Pastors Who Operate Independently But Are Part Of A Denomination

I wish it were possible or preachers/priests everywhere to be candid about how they make their specific church work. They have to navigate between their local governing board, the denomination’s “laws” and the variety of people in their congregation.

I read an interview with a liberal rabbi who is doing just that. She explains that her slice of liberal religion has as much visibility as the home office. She says the problem is that few clergy are able to break away from conservative centers and go their own way. The result is that the denominations are losing ground they could hold on to.

Many religious denominations have hundreds of churches and many thousands of members. Probably those preaching out in the hustings get feedback that doesn’t make it to the home office or governing boards. Large denominations have churches in liberal university cities where relatively young people attend as well as in rural areas with elderly members. Pastors in each case navigate as necessary.

The link author is Jewish and, of course, deals only with the Old Testament. I don’t know theology well enough to understand how a large portion of Jews find liberal views and secularism so attractive when they were raise on Old Testament lessons. Perhaps it is easier to separate from literal OT reading than from the New Testament’s walking on water and rising from the dead.

The link author believes the Judaeo/Christian faiths should go for the long game. That means dumping the ancient myths and absurd rules in favor of contemporary values.

3 Responses

  1. Juan Ruiz

    It should be remembered that as a rabbi of Reform Judaism, which teaches that the Law is not fixed and not binding, she has a good deal of freedom to go her own way.

  2. Cancyman

    Hi Jon! I really can’t imagine your sincere, genuine, concern,for the topic listed above? Unless, of course, you had a divine encounter with the Holy One of Israel???

  3. Catcher

    “denomination” stated simply means; “name”. Even “Nondenominational” is a name.

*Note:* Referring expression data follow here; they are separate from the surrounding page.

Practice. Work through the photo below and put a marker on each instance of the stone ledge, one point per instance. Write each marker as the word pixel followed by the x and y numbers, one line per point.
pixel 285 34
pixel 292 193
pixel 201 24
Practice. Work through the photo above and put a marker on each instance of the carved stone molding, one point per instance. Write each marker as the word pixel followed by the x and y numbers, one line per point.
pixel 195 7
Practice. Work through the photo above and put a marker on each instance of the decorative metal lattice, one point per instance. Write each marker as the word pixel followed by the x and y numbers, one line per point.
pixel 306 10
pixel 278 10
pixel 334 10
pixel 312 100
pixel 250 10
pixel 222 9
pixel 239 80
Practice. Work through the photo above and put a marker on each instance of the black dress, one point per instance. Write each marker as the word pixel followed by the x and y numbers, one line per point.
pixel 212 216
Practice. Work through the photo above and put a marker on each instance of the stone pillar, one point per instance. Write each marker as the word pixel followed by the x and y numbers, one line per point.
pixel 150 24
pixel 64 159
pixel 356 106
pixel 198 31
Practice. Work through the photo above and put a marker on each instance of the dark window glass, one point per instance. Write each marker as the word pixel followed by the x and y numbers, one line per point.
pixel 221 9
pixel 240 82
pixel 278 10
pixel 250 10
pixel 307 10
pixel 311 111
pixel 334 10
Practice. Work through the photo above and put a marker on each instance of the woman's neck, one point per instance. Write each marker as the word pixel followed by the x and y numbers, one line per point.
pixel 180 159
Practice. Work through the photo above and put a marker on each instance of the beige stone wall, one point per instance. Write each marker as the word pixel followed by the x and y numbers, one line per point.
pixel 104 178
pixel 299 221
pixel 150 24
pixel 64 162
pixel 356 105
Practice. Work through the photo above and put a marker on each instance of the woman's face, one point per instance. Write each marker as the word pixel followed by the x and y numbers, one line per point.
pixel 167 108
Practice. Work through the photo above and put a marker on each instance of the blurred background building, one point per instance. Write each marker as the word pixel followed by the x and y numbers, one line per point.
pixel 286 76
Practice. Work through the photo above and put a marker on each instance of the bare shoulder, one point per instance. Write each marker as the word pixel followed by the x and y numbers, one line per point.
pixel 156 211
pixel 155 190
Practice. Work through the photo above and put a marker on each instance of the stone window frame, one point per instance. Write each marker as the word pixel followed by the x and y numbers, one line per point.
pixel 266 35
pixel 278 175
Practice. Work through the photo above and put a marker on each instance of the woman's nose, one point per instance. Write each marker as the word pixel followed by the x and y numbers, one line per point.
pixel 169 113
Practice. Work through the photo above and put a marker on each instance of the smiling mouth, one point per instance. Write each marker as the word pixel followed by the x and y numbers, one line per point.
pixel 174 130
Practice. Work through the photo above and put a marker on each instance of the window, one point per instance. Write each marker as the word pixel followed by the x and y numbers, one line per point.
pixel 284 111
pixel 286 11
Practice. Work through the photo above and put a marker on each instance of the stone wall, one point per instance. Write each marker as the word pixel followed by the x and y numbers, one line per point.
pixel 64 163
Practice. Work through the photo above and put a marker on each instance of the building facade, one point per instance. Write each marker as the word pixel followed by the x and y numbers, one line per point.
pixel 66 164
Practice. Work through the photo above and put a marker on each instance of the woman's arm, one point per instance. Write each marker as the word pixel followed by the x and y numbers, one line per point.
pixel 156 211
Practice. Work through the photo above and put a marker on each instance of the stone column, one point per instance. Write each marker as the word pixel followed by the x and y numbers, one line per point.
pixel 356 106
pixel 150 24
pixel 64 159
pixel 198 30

    I believe what Jon is getting at is; what is a synod and what is an association.
    Synod, (Greek; Synhodos) meaning; moving together in agreement, while “association” means a loose relationship with non demanded similarities.
    Example, Many if not most post reformed “denominations” ie. Baptists and others (there are more than 25 groups of Baptists) refuse the term synod, but use the term “association”. Each particular church has the freedom to choose particular theologies and ecclesiastics, yet remain in an association with others. Each particular church is radically independent in their beliefs and practices. Each of those churches, and others have a “statement of beliefs. Example; Westboro Baptist Church, vs. others While I doubt WBC is in association with others.

    While those of the Jewish faith may not use the same terms, the concept remains.